AMPM Gem5 Codes
1. 成员变量
AMPMPrefetcher里面的主要成员变量是AccessMapPatternMatching
AccessMapPatternMatching
的主要成员变量有
1.1. Access Map Table
每个entry对应一个cache line的状态机
struct AccessMapEntry : public TaggedEntry {
/** vector containing the state of the cachelines in this zone */
std::vector<AccessMapState> states;
AccessMapEntry(size_t num_entries)
: TaggedEntry(), states(num_entries, AM_INIT) {}
void
invalidate() override
{
TaggedEntry::invalidate();
for (auto &entry : states) {
entry = AM_INIT;
}
}
};
/** Access map table */
AssociativeSet<AccessMapEntry> accessMapTable;
其中每个cache line状态机可能处于如下几种状态
/** Data type representing the state of a cacheline in the access map */
enum AccessMapState {
AM_INIT,
AM_PREFETCH,
AM_ACCESS,
AM_INVALID
};
1.2. 一些统计指标
/**
* Number of good prefetches
* - State transitions from PREFETCH to ACCESS
*/
uint64_t numGoodPrefetches;
/**
* Number of prefetches issued
* - State transitions from INIT to PREFETCH
*/
uint64_t numTotalPrefetches;
/**
* Number of raw cache misses
* - State transitions from INIT or PREFETCH to ACCESS
*/
uint64_t numRawCacheMisses;
/**
* Number of raw cache hits
* - State transitions from ACCESS to ACCESS
*/
uint64_t numRawCacheHits;
/** Current degree */
unsigned degree;
/** Current useful degree */
unsigned usefulDegree;
对应论文里
1.3. 一些常量
大部分是用于prefetcher throttling的
/** Cacheline size used by the prefetcher using this object */
const unsigned blkSize;
/** Limit the stride checking to -limitStride/+limitStride */
const unsigned limitStride;
/** Maximum number of prefetch generated */
const unsigned startDegree;
/** Amount of memory covered by a hot zone */
const uint64_t hotZoneSize;
/** A prefetch coverage factor bigger than this is considered high */
const double highCoverageThreshold;
/** A prefetch coverage factor smaller than this is considered low */
const double lowCoverageThreshold;
/** A prefetch accuracy factor bigger than this is considered high */
const double highAccuracyThreshold;
/** A prefetch accuracy factor smaller than this is considered low */
const double lowAccuracyThreshold;
/** A cache hit ratio bigger than this is considered high */
const double highCacheHitThreshold;
/** A cache hit ratio smaller than this is considered low */
const double lowCacheHitThreshold;
/** Cycles in an epoch period */
const Cycles epochCycles;
/** Off chip memory latency to use for the epoch bandwidth calculation */
const Tick offChipMemoryLatency;
2. 成员函数
2.1. get access map entry
获取当前request addr的zone, 以及前后相邻的两个zone
// Get the entries of the curent block (am_addr), the previous, and the
// following ones
AccessMapEntry *am_entry_curr = getAccessMapEntry(am_addr, is_secure);
AccessMapEntry *am_entry_prev = (am_addr > 0) ?

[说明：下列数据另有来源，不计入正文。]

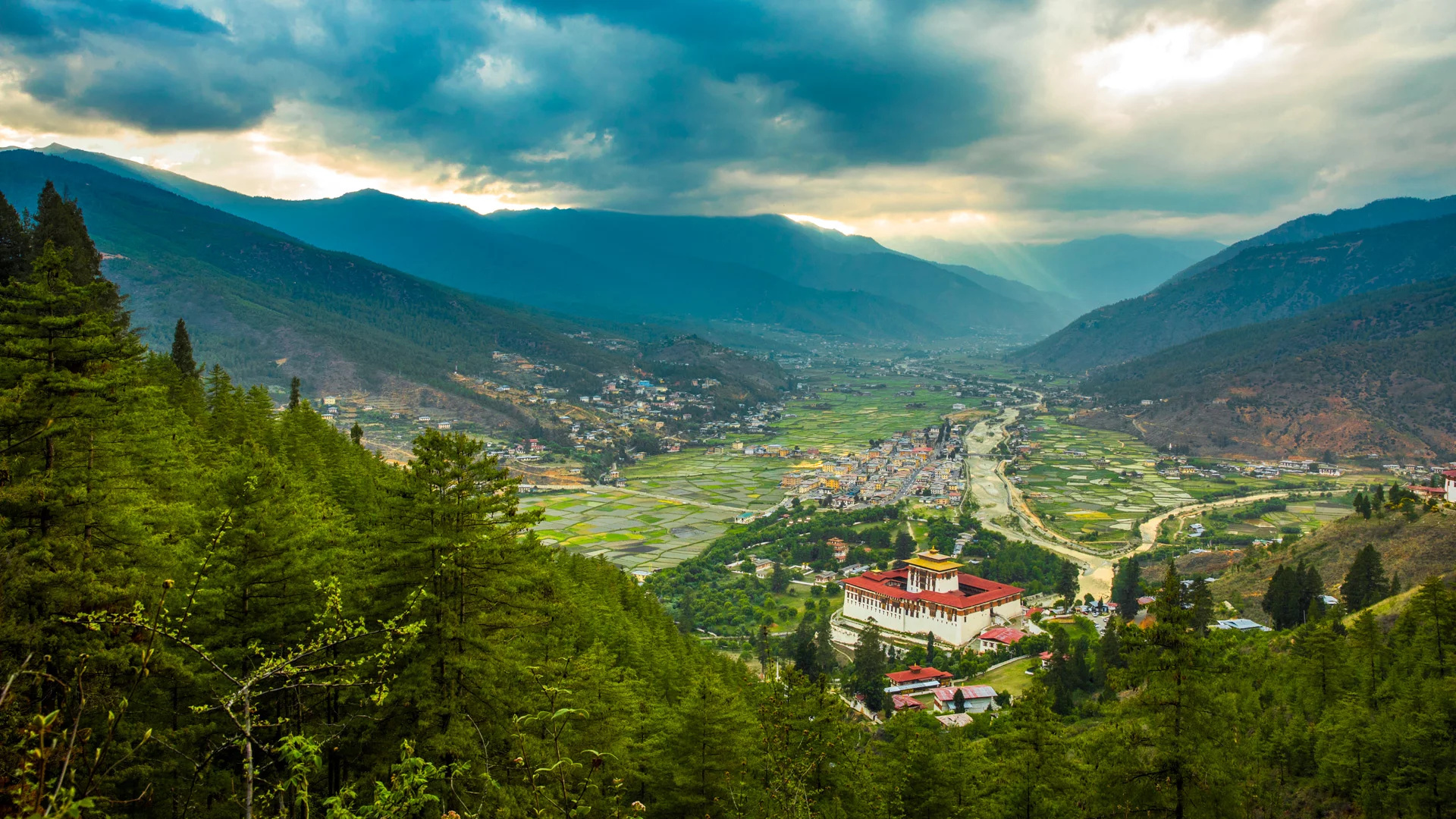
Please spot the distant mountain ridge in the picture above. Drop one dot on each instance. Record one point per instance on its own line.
(1258, 284)
(1318, 224)
(764, 268)
(1088, 273)
(1373, 372)
(267, 306)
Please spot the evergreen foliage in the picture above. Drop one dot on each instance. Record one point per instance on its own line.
(223, 610)
(1365, 583)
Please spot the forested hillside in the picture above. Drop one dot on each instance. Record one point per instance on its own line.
(1367, 373)
(268, 306)
(620, 265)
(1088, 273)
(1256, 286)
(215, 610)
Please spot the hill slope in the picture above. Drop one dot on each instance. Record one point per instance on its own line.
(268, 306)
(1373, 372)
(1318, 224)
(1258, 284)
(766, 268)
(1413, 550)
(1087, 271)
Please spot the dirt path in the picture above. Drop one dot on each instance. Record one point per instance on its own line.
(999, 497)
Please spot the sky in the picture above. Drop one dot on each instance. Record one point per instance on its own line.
(967, 121)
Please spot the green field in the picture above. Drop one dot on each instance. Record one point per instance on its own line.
(1074, 482)
(628, 529)
(852, 420)
(1012, 676)
(1308, 515)
(654, 529)
(730, 480)
(1085, 502)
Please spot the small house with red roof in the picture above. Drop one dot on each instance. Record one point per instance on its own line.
(928, 594)
(977, 698)
(916, 676)
(999, 637)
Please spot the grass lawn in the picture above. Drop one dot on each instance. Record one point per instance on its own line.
(1011, 676)
(1075, 627)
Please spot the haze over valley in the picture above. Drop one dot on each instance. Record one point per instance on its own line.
(837, 410)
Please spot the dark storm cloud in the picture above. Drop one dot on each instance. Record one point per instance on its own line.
(644, 99)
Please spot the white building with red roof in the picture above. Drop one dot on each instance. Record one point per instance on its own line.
(928, 595)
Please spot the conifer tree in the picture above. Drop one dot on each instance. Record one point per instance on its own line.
(1365, 582)
(1034, 771)
(707, 751)
(824, 657)
(804, 651)
(69, 416)
(15, 243)
(182, 352)
(1128, 588)
(1172, 732)
(58, 222)
(870, 668)
(460, 538)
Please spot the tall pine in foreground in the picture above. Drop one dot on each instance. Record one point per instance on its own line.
(15, 243)
(71, 384)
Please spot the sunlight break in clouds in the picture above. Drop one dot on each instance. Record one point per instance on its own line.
(826, 223)
(1183, 55)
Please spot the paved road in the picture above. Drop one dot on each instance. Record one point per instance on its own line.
(999, 497)
(607, 490)
(1149, 529)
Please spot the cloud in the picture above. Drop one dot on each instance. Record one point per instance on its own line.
(1046, 117)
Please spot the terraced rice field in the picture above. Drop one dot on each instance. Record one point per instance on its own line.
(852, 420)
(689, 499)
(1074, 482)
(631, 531)
(731, 480)
(1307, 515)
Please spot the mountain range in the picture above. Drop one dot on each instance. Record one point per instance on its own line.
(631, 267)
(1373, 372)
(1260, 283)
(267, 306)
(1088, 273)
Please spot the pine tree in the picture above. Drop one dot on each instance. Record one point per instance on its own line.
(1036, 774)
(15, 243)
(1172, 733)
(824, 657)
(459, 538)
(182, 352)
(1128, 588)
(58, 222)
(870, 668)
(707, 749)
(802, 649)
(71, 430)
(1365, 583)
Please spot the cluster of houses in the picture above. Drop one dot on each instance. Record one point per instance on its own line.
(909, 464)
(930, 689)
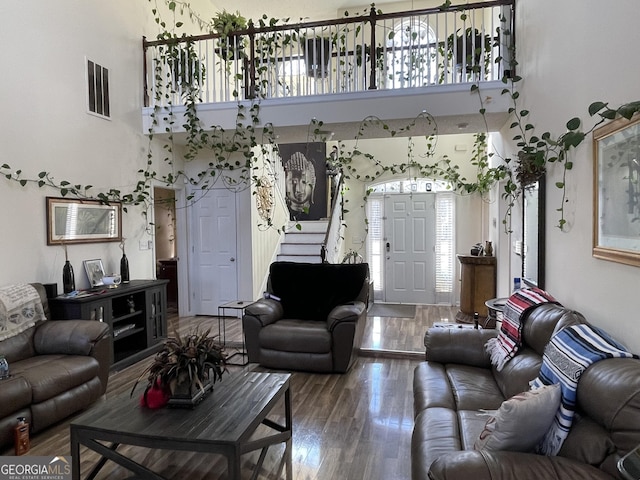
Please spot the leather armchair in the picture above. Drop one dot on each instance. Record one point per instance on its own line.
(318, 323)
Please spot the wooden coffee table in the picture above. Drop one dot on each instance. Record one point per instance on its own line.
(223, 423)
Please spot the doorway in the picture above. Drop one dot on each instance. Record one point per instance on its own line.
(409, 248)
(164, 215)
(410, 241)
(213, 266)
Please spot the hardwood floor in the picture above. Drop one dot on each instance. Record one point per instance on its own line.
(352, 426)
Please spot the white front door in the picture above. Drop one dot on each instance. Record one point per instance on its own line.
(213, 276)
(409, 246)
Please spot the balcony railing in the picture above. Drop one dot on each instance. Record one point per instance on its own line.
(420, 48)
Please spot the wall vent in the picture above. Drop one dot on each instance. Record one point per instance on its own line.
(98, 90)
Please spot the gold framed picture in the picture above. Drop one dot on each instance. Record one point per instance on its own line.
(82, 221)
(616, 192)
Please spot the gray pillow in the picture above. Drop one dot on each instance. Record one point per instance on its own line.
(521, 421)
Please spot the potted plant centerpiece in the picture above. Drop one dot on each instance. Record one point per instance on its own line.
(225, 24)
(183, 371)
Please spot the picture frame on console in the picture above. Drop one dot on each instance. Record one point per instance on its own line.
(83, 221)
(616, 192)
(95, 272)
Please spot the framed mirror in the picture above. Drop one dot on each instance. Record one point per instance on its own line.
(533, 233)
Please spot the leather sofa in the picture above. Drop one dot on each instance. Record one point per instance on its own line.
(457, 382)
(318, 323)
(57, 368)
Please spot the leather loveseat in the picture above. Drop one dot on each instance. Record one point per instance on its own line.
(318, 323)
(457, 384)
(56, 369)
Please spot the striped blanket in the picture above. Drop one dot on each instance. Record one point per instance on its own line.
(567, 355)
(20, 309)
(509, 340)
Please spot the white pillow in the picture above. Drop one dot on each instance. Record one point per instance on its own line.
(521, 421)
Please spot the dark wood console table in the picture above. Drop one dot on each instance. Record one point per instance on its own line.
(135, 311)
(478, 277)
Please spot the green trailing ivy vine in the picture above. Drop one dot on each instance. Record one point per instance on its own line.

getAccessMapEntry(am_addr-1, is_secure) : nullptr;
AccessMapEntry *am_entry_next = (am_addr < (MaxAddr/hotZoneSize)) ?
getAccessMapEntry(am_addr+1, is_secure) : nullptr;
assert(am_entry_curr != am_entry_prev);
assert(am_entry_curr != am_entry_next);
assert(am_entry_prev != am_entry_next);
assert(am_entry_curr != nullptr);
其中getAccessMapEntry
函数如下: 找到就返回结果,没有找到就进行替换
AccessMapPatternMatching::AccessMapEntry *
AccessMapPatternMatching::getAccessMapEntry(Addr am_addr,
bool is_secure)
{
AccessMapEntry *am_entry = accessMapTable.findEntry(am_addr, is_secure);
if (am_entry != nullptr) {
accessMapTable.accessEntry(am_entry);
} else {
am_entry = accessMapTable.findVictim(am_addr);
assert(am_entry != nullptr);
accessMapTable.insertEntry(am_addr, is_secure, am_entry);
}
return am_entry;
}
2.2. set entry state
将当前访问zone am_entry_curr
的cache line的状态设置为AM_ACCESS, 更新一些统计信息
//Mark the current access as Accessed
setEntryState(*am_entry_curr, current_block, AM_ACCESS);
其中setEntryState
函数如下所示
void
AccessMapPatternMatching::setEntryState(AccessMapEntry &entry,
Addr block, enum AccessMapState state) {
enum AccessMapState old = entry.states[block];
entry.states[block] = state;
//do not update stats when initializing
if (state == AM_INIT) return;
switch (old) {
case AM_INIT:
if (state == AM_PREFETCH) {
numTotalPrefetches += 1;
} else if (state == AM_ACCESS) {
numRawCacheMisses += 1;
}
break;
case AM_PREFETCH:
if (state == AM_ACCESS) {
numGoodPrefetches += 1;
numRawCacheMisses += 1;
}
break;
case AM_ACCESS:
if (state == AM_ACCESS) {
numRawCacheHits += 1;
}
break;
default:
panic("Impossible path\n");
break;
}
}
2.3. issue prefetch requests
先做了一些处理工作,将3个zone的cache line合并到一个vector里面
/**
* Create a contiguous copy of the 3 entries states.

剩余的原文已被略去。